Section 548(a)(1) of the Bankruptcy Code permits a creditor or trustee to set aside a transfer of debtor property made within one year of the date of filing of the bankruptcy petition if the debtor made that transfer with actual intent to hinder, delay or defraud a creditor. Section 101(48) of the Bankruptcy Code, 11 U.S.C. Sec. 101(48), defines "transfer" as every method, direct or indirect, of disposing of or parting with property.
Moody's numerous transactions clearly indicate a fraudulent intent to impair creditors, in violation of sections 548(a) and (b) of the Bankruptcy Code, and Moody's transfer from SMHC to himself of the 200-acre parcel occurred within one year of the date of his filing the bankruptcy petition. However, section 522(b)(2) of the Bankruptcy Code specifically allows a debtor to retain property which is exempt under state law. And, as Judge Rubin pointed out in In re Reed, 700 F.2d 986, 990 (5th Cir.1983), Texas' constitutional and statutory protection of the homestead is absolute. The intent of the debtor is irrelevant to the scope of his homestead exemption under Texas law. Id. at 990-91.
Under Texas law, homestead rights may be lost only through death, abandonment or alienation. Smith and Empire Life attack the district court's finding of a homestead exemption on the grounds that (1) Moody divested himself of his homestead by conveying portions of his property to SMHC, (2) Moody abandoned his homestead rights in the land through his attempts to convey it, and (3) Moody's mere possession of the property while legal title resided in SMHC was not enough to sustain his homestead interest.
First we turn to consider whether Moody ever extinguished his homestead exemption by alienation of the underlying property. The appellants contend that Moody's 1977 transfer of property to SMHC by assumption deed was a valid transfer because it was supported by adequate consideration. As consideration for the 1977 transfer, SMHC gave up its right of contribution against Moody as guarantor and servicer of Moody's debt to NWLIC, involving several hundred thousand dollars, and released Moody from the primary obligation on the NWLIC debt. At trial, though, Moody disavowed that there had been consideration given for the 1977 transfer, and stated that he could not remember the transfer's purpose.
The record establishes that Moody's debt to NWLIC had been paid since its inception in 1973 by the one-fifth of one-eighth life estate interest in Trust 57 which SMHC had assigned to NWLIC in 1973 in order to induce NWLIC to make Moody his 1973 loan. That assignment was to be in effect until Moody's indebtedness was fully paid. In its 1973 Agreement and Assignment, SMHC retained only a right to what remained of that life estate interest once Moody's indebtedness was fully paid.

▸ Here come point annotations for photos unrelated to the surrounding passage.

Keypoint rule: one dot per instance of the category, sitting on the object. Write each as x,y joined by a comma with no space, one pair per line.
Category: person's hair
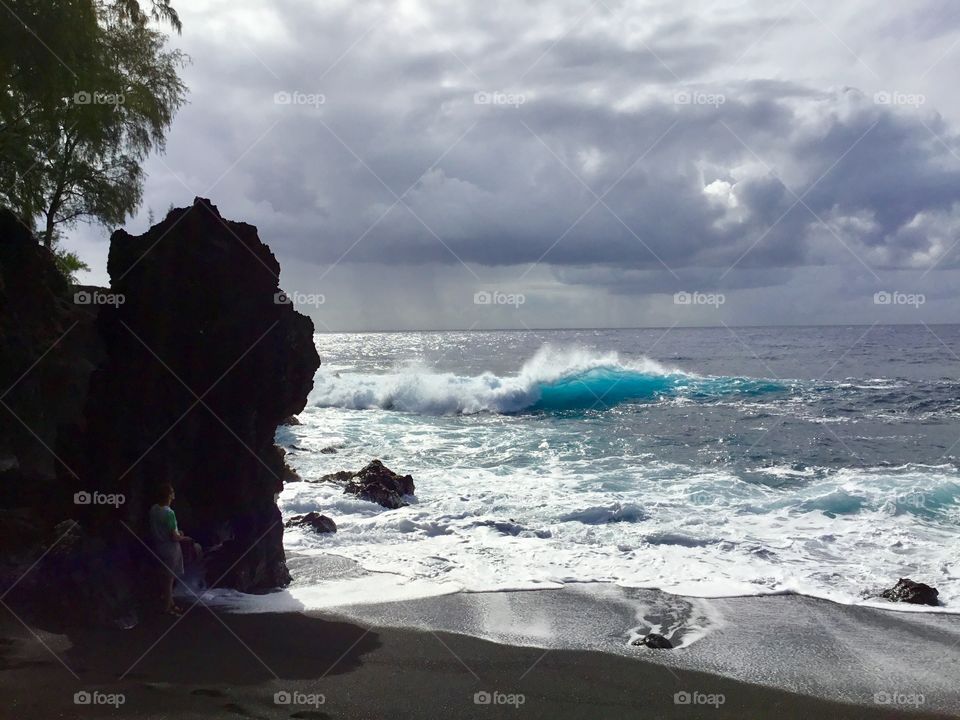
164,492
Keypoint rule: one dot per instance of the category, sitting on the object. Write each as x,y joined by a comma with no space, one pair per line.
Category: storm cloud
596,157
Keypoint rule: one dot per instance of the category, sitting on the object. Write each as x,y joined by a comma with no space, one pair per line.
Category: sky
565,163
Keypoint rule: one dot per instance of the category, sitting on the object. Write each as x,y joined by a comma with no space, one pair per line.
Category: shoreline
418,658
229,665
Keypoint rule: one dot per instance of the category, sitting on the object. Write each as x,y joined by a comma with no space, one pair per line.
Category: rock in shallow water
313,520
654,642
908,591
376,483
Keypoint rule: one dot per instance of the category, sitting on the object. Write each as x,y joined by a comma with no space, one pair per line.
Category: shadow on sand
204,647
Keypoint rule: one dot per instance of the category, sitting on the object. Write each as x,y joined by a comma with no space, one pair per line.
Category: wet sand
216,664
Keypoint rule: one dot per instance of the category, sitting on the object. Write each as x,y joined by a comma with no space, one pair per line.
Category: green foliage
90,91
68,263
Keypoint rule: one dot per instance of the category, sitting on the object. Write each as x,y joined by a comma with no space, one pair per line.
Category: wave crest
551,380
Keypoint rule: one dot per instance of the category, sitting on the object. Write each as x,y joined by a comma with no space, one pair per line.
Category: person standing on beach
165,537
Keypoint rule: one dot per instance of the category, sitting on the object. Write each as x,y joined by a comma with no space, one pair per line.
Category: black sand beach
215,664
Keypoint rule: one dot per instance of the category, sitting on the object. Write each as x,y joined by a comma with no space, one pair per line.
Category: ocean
705,462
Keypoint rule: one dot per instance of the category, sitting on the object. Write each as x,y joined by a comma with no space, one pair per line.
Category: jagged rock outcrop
376,483
908,591
179,373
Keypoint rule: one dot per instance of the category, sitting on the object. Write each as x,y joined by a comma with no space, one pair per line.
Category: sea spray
552,380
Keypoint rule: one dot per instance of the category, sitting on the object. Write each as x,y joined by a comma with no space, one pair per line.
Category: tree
91,90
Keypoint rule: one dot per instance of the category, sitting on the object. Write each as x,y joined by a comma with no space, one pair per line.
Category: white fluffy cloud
617,152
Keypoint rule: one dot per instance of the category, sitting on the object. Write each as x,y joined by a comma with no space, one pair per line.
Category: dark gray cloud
738,148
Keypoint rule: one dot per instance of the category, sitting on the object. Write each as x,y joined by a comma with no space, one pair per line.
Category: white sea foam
420,390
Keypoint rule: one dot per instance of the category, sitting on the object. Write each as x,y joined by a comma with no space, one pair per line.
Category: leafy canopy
90,90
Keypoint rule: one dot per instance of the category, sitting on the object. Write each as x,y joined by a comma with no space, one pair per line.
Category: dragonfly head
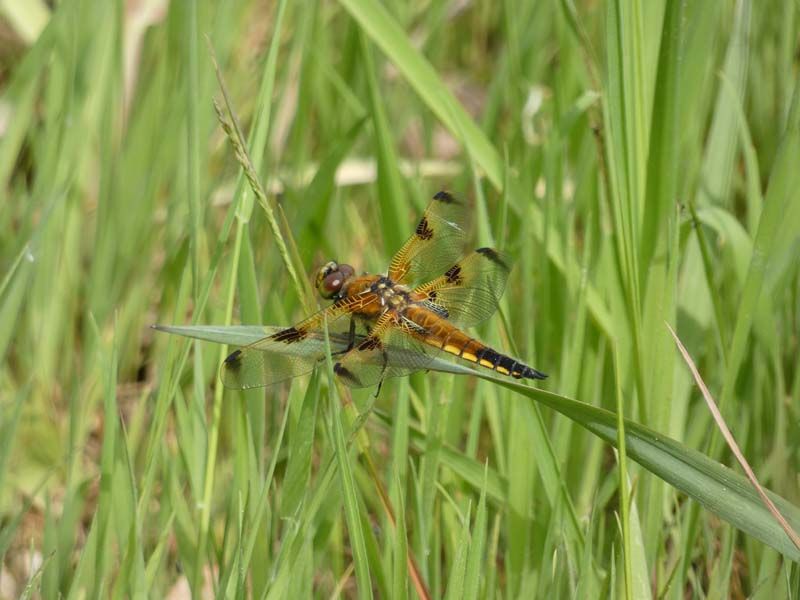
331,278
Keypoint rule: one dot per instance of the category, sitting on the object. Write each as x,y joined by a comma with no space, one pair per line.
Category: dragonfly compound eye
331,278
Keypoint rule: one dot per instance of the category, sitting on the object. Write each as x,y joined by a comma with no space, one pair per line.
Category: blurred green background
640,160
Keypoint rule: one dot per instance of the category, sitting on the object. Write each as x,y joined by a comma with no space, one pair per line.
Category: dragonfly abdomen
456,342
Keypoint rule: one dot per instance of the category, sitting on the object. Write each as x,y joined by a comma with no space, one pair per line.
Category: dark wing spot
371,343
424,231
234,360
346,375
492,255
488,354
445,197
290,335
437,308
453,274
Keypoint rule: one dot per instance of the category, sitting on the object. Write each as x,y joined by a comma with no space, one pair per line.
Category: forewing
392,350
290,352
437,242
470,290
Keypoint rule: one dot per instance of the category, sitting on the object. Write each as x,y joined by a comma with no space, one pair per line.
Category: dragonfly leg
351,338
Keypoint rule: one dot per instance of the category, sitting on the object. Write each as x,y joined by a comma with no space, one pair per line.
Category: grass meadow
641,162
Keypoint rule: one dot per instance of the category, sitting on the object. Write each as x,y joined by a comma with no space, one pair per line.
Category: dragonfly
391,325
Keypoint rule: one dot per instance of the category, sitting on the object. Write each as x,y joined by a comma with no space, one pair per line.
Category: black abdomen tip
530,373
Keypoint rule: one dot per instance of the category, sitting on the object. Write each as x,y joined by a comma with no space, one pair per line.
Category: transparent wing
290,352
391,350
437,242
469,291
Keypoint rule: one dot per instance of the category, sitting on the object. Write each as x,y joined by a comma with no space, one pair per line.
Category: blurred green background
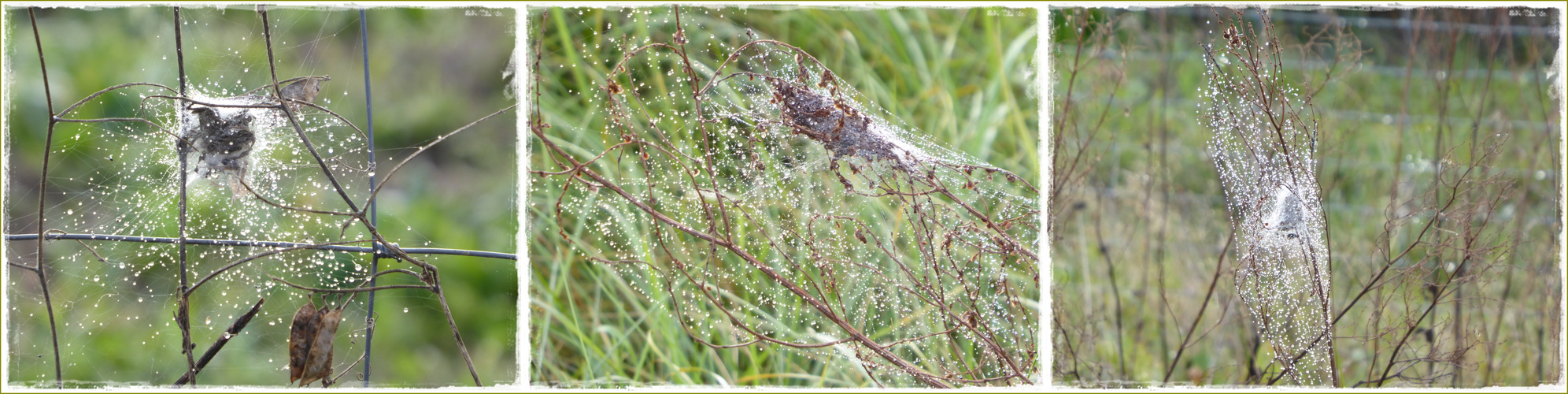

Based on our review of the record, and particularly the wording of the 1973 Agreement and Assignment between SMHC and NWLIC, it is evident that, first, SMHC's transfer of a portion of its life estate interest in Trust 57 to NWLIC was for the valid consideration of NWLIC's making a loan to Moody, its sole stockholder. Hovas v. O'Brien, 654 S.W.2d 801, 802-03 (Tex. App. 14 Dist.1983) (it is well settled in Texas that consideration may be given either by the promisee or by some other person either to promisor or some other person). Second, it is evident that SMHC did not exact from Moody any collateral agreement to repay or compensate it in any way for assigning that life estate interest to NWLIC to pay for the debt service on the loan. Nor is there any evidence that suggests that SMHC did not act in its own interest when assuming this obligation for its alter ego. In short, SMHC did not acquire any basis or right to proceed against Moody for funds taken by NWLIC out of the life estate interest assigned it for payments on Moody's note. Thus, when SMHC cancelled all debts owed by Moody in 1977, Moody gained nothing and SMHC gave nothing. Nor did the 1977 transaction that released Moody as primary obligor on the note impose any new obligation on SMHC, because the life estate interest assigned to NWLIC generated more revenue than was necessary to cover the mortgage payments and taxes on the property. Furthermore, NWLIC held ample collateral security to pay off the note in the event of Moody's death, in the form of a life insurance policy with a face value of $500,000, and a debenture with an original principal sum of $225,000. Thus SMHC assumed no new liability in 1977, and hence paid no consideration for the 1977 Assumption Deed.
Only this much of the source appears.